There is a lot of buzz in the industrial world today claiming that we’ve entered into a new era of industrial revolution, the fourth to be exact. The primary motivators behind these discussions has been the increased involvement of internet within the industry, but before we can truly declare a paradigm shift, we must understand each individual revolution.
- The First Industrial Revolution is related to the 18th century mechanized manufacturing that swept Europe, starting from Britain.
- The Second began when electricity started taking over mechanical processes and dominated mass production
- The third was highlighted by the use of electronics, robotics and IT to increase productivity in industrial and commercial centers.
- Now, while the fourth hasn’t completely taken over, it is operating in a mixed state. It involves the use of Data, AI and Predictive Analysis to boost efficiency of existing processes, and reduce dependency on manual labor. Smart Manufacturing enters at this very stage, and puts machines into the business of real-time decision making.
Data Tells Us What to Do
Smart Manufacturing relies heavily on automated processes. It involves the use of data to control processes, and carrying out activities in advance depending on the trend. So, while the smartest person in the room would still be a human, the machine would definitely assist in maximizing profits.

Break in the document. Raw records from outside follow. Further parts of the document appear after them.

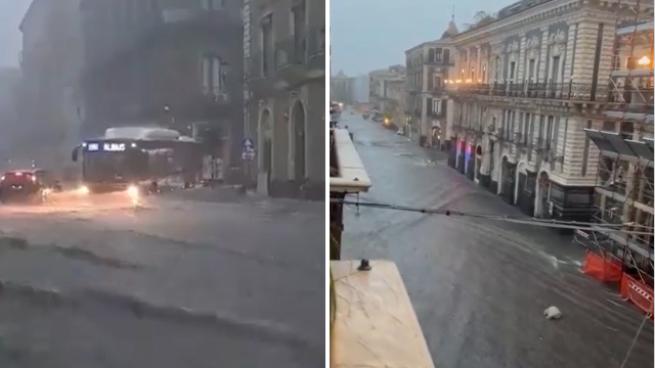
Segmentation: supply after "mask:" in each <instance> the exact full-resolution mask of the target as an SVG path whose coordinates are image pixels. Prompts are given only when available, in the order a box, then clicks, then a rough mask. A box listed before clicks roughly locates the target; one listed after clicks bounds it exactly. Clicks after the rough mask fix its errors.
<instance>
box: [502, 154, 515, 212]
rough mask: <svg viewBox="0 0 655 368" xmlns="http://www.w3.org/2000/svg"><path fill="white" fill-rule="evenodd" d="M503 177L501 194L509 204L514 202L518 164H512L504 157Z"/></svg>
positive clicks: (513, 203) (502, 171)
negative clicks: (514, 195)
mask: <svg viewBox="0 0 655 368" xmlns="http://www.w3.org/2000/svg"><path fill="white" fill-rule="evenodd" d="M502 165H503V171H502V172H503V177H502V183H501V192H500V195H501V196H502V198H503V199H504V200H505V201H506V202H507V203H509V204H514V202H515V201H514V189H515V182H516V164H512V163H510V162H509V161H508V160H507V157H503V163H502Z"/></svg>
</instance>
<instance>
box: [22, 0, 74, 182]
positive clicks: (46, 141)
mask: <svg viewBox="0 0 655 368" xmlns="http://www.w3.org/2000/svg"><path fill="white" fill-rule="evenodd" d="M80 16H81V13H80V0H60V1H56V2H53V1H47V0H33V1H32V2H31V3H30V6H29V8H28V9H27V11H26V13H25V15H24V17H23V19H22V21H21V23H20V26H19V29H20V31H21V33H22V51H21V58H20V68H21V73H20V74H21V77H20V83H19V85H18V86H17V90H16V97H17V100H16V107H17V111H16V113H17V114H18V116H17V117H18V119H19V121H20V124H19V125H17V126H15V129H12V130H11V132H12V139H11V141H12V146H13V147H12V151H13V152H14V154H15V155H27V156H30V157H31V158H32V159H33V160H35V161H36V162H37V163H38V164H39V165H44V166H48V167H51V168H59V169H63V168H64V167H63V166H65V163H67V162H70V160H69V158H70V151H71V149H72V148H73V147H74V146H75V145H77V144H78V143H79V139H80V130H81V125H82V120H83V119H84V104H83V99H82V91H81V89H80V77H81V69H82V67H83V65H84V57H83V42H82V30H81V23H80Z"/></svg>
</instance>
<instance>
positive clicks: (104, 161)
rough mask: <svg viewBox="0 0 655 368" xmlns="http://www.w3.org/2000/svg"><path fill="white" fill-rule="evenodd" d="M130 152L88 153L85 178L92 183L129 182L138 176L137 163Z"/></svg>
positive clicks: (85, 159)
mask: <svg viewBox="0 0 655 368" xmlns="http://www.w3.org/2000/svg"><path fill="white" fill-rule="evenodd" d="M131 156H133V155H130V154H129V152H86V153H85V155H84V176H85V178H86V179H87V180H91V181H119V182H122V181H127V180H130V179H132V178H134V177H135V176H136V175H137V174H138V166H137V161H135V160H134V159H133V157H131Z"/></svg>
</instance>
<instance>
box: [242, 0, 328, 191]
mask: <svg viewBox="0 0 655 368" xmlns="http://www.w3.org/2000/svg"><path fill="white" fill-rule="evenodd" d="M247 18H248V20H247V23H248V25H249V27H248V30H246V31H245V32H246V33H247V34H248V35H249V37H248V41H247V43H248V44H247V45H246V47H245V48H246V50H247V51H246V53H247V54H248V56H247V57H246V62H247V68H246V71H247V74H246V78H245V80H246V89H247V91H248V93H247V96H246V110H247V112H246V115H247V119H246V120H245V131H246V137H248V138H251V139H252V140H253V141H255V142H256V145H257V163H256V166H257V168H256V170H253V171H254V173H253V180H255V181H256V185H257V188H258V191H259V192H261V193H265V194H268V195H273V196H285V197H305V198H317V199H322V198H323V193H324V183H325V178H324V176H325V175H324V174H325V163H324V161H325V154H324V149H325V142H324V140H325V127H326V126H327V122H326V118H325V77H326V76H325V2H324V1H322V0H282V1H274V0H249V1H248V11H247Z"/></svg>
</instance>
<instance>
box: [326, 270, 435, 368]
mask: <svg viewBox="0 0 655 368" xmlns="http://www.w3.org/2000/svg"><path fill="white" fill-rule="evenodd" d="M370 265H371V270H370V271H358V270H357V267H358V266H359V261H332V262H331V271H332V278H333V285H334V289H333V293H334V295H335V298H336V303H335V308H336V312H335V316H334V320H333V322H332V323H333V325H332V329H331V330H332V338H331V350H332V352H331V355H330V356H331V366H332V367H335V368H337V367H338V368H354V367H369V368H376V367H413V368H434V363H433V361H432V357H431V356H430V352H429V350H428V346H427V343H426V341H425V338H424V337H423V332H422V330H421V327H420V325H419V323H418V319H417V318H416V314H415V313H414V309H413V307H412V303H411V301H410V299H409V296H408V295H407V291H406V290H405V286H404V283H403V281H402V278H401V277H400V273H399V272H398V269H397V268H396V265H395V264H394V263H393V262H389V261H371V262H370Z"/></svg>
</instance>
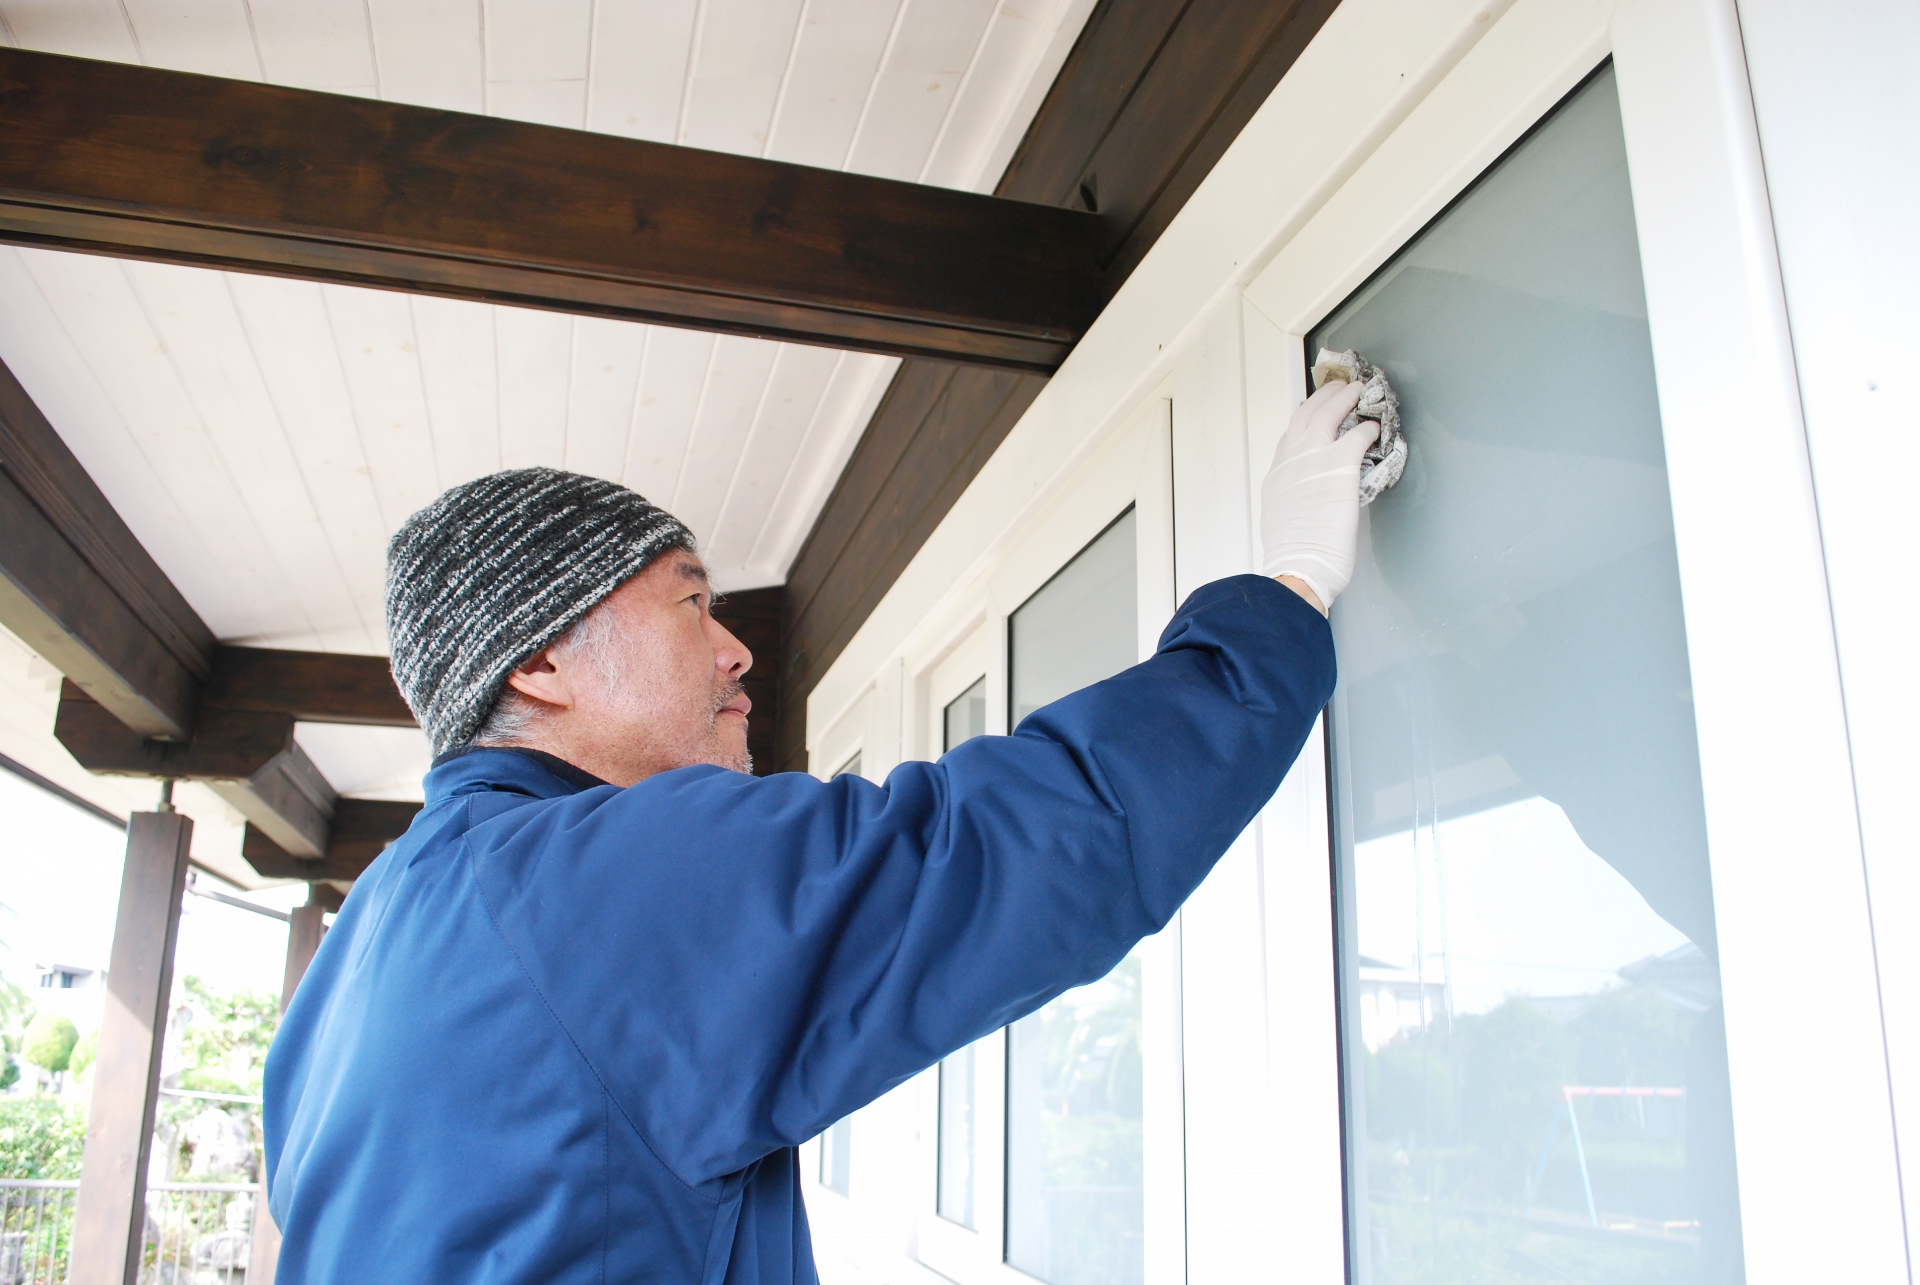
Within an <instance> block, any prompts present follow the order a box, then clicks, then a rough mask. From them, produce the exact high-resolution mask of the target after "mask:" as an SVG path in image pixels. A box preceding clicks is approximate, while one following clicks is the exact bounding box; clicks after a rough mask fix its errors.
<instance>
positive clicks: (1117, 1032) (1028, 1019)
mask: <svg viewBox="0 0 1920 1285" xmlns="http://www.w3.org/2000/svg"><path fill="white" fill-rule="evenodd" d="M1133 542H1135V522H1133V513H1131V511H1129V513H1127V515H1123V517H1121V519H1119V521H1117V522H1114V524H1112V526H1108V528H1106V532H1104V534H1102V536H1100V538H1098V540H1094V542H1092V544H1089V546H1087V547H1085V549H1083V551H1081V553H1079V555H1077V557H1075V559H1073V561H1071V563H1068V565H1066V567H1064V569H1062V570H1060V574H1056V576H1054V578H1052V580H1048V582H1046V584H1044V586H1043V588H1041V590H1039V592H1037V594H1035V595H1033V597H1029V599H1027V601H1025V605H1021V607H1020V611H1016V613H1014V617H1012V620H1010V636H1012V665H1010V668H1012V674H1010V693H1012V715H1014V720H1016V722H1018V720H1020V718H1023V716H1027V715H1029V713H1033V711H1035V709H1039V707H1041V705H1046V703H1048V701H1054V699H1060V697H1062V695H1068V693H1069V691H1077V690H1081V688H1085V686H1087V684H1092V682H1098V680H1102V678H1108V676H1112V674H1117V672H1119V670H1123V668H1127V667H1129V665H1133V663H1135V661H1137V659H1139V632H1137V630H1139V624H1137V607H1135V605H1137V580H1135V574H1137V572H1135V567H1137V555H1135V544H1133ZM1140 1070H1142V1062H1140V960H1139V958H1137V957H1129V958H1125V960H1121V964H1119V966H1117V968H1116V970H1114V972H1112V974H1108V976H1106V978H1102V980H1100V982H1094V983H1092V985H1083V987H1079V989H1073V991H1068V993H1066V995H1062V997H1060V999H1056V1001H1054V1003H1050V1005H1046V1006H1044V1008H1041V1010H1039V1012H1035V1014H1031V1016H1027V1018H1021V1020H1020V1022H1016V1024H1014V1026H1012V1028H1008V1039H1006V1260H1008V1262H1010V1264H1012V1266H1016V1268H1020V1270H1021V1272H1025V1273H1029V1275H1037V1277H1041V1279H1043V1281H1050V1283H1052V1285H1137V1283H1139V1281H1142V1279H1144V1254H1142V1249H1144V1237H1142V1225H1144V1200H1142V1185H1140V1172H1142V1149H1140Z"/></svg>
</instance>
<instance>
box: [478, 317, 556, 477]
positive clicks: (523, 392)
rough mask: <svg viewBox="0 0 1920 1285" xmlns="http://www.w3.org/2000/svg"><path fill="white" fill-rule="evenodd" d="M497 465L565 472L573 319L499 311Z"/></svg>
mask: <svg viewBox="0 0 1920 1285" xmlns="http://www.w3.org/2000/svg"><path fill="white" fill-rule="evenodd" d="M493 334H495V346H493V352H495V369H497V371H499V463H501V467H503V469H530V467H536V465H541V467H547V469H563V467H566V384H568V376H570V373H572V371H570V367H572V348H574V319H572V317H563V315H559V313H536V311H532V309H526V307H495V309H493Z"/></svg>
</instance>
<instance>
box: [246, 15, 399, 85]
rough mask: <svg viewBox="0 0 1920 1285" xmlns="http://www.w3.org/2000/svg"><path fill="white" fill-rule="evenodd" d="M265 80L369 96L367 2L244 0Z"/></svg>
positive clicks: (370, 71)
mask: <svg viewBox="0 0 1920 1285" xmlns="http://www.w3.org/2000/svg"><path fill="white" fill-rule="evenodd" d="M248 4H250V8H252V12H253V40H255V44H257V46H259V60H261V65H265V67H267V81H271V83H273V85H292V86H294V88H323V90H330V92H336V94H361V96H372V94H376V92H378V75H376V73H374V65H372V31H371V29H369V27H367V0H248Z"/></svg>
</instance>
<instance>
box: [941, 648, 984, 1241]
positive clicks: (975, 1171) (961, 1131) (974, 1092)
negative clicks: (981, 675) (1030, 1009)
mask: <svg viewBox="0 0 1920 1285" xmlns="http://www.w3.org/2000/svg"><path fill="white" fill-rule="evenodd" d="M943 722H945V738H943V745H941V749H952V747H954V745H960V743H962V741H970V739H973V738H975V736H985V734H987V678H985V676H981V678H979V680H977V682H975V684H973V686H972V688H968V690H966V691H962V693H960V695H956V697H954V699H952V701H948V703H947V709H945V713H943ZM977 1062H979V1051H977V1047H973V1045H970V1047H966V1049H962V1051H960V1053H954V1055H952V1056H948V1058H945V1060H943V1062H941V1124H939V1127H941V1133H939V1152H941V1179H939V1191H937V1193H935V1208H937V1210H939V1214H941V1218H952V1220H954V1222H956V1224H960V1225H962V1227H977V1225H979V1224H977V1222H975V1220H973V1191H975V1185H977V1170H975V1166H973V1158H975V1154H977V1149H975V1141H977V1139H975V1135H973V1129H975V1122H977V1116H975V1104H977V1099H979V1079H977Z"/></svg>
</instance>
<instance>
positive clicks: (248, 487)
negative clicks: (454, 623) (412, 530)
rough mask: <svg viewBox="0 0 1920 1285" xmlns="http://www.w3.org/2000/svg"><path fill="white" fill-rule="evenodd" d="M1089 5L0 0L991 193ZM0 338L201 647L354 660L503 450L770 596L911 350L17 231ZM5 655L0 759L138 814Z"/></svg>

For instance, if we talk about aircraft engines. Conventionally, the approach followed for their maintenance would be:
- Analyze the frequency of failure and schedule activities in advance
- Wait for it to fail before carrying out maintenance activities
- Fix it intermittently
Now, the landscape has changed completely. Sensors provide us with accurate data, which can then be analyzed to predict when maintenance would be most economical.
The Industrial Internet of Things
When IoT technology is applied to Industrial processes, it simply becomes Industrial Internet of Things. IIoT integrates major technological advancements, such as Big Data and Machine Learning, and makes use of them to increase productivity and effectiveness. One major idea that has greatly helped IIoT to make headway in the industrial world is the ability of smart machines to capture, analyze and communicate data.
Furthermore, the decreasing costs of technology is allowing more companies to shift from conventional workflows to modern ones, which are more efficient, reliable and connected.
One last thing; it isn’t absolutely necessary to operate a Smart Manufacturing workflow with an internet connection. Smart Manufacturing is about ensuring the data collected from your assets is used so that its impacts spread over the plant floor, so as long as the effect is rippled, the need for internet isn’t mandatory.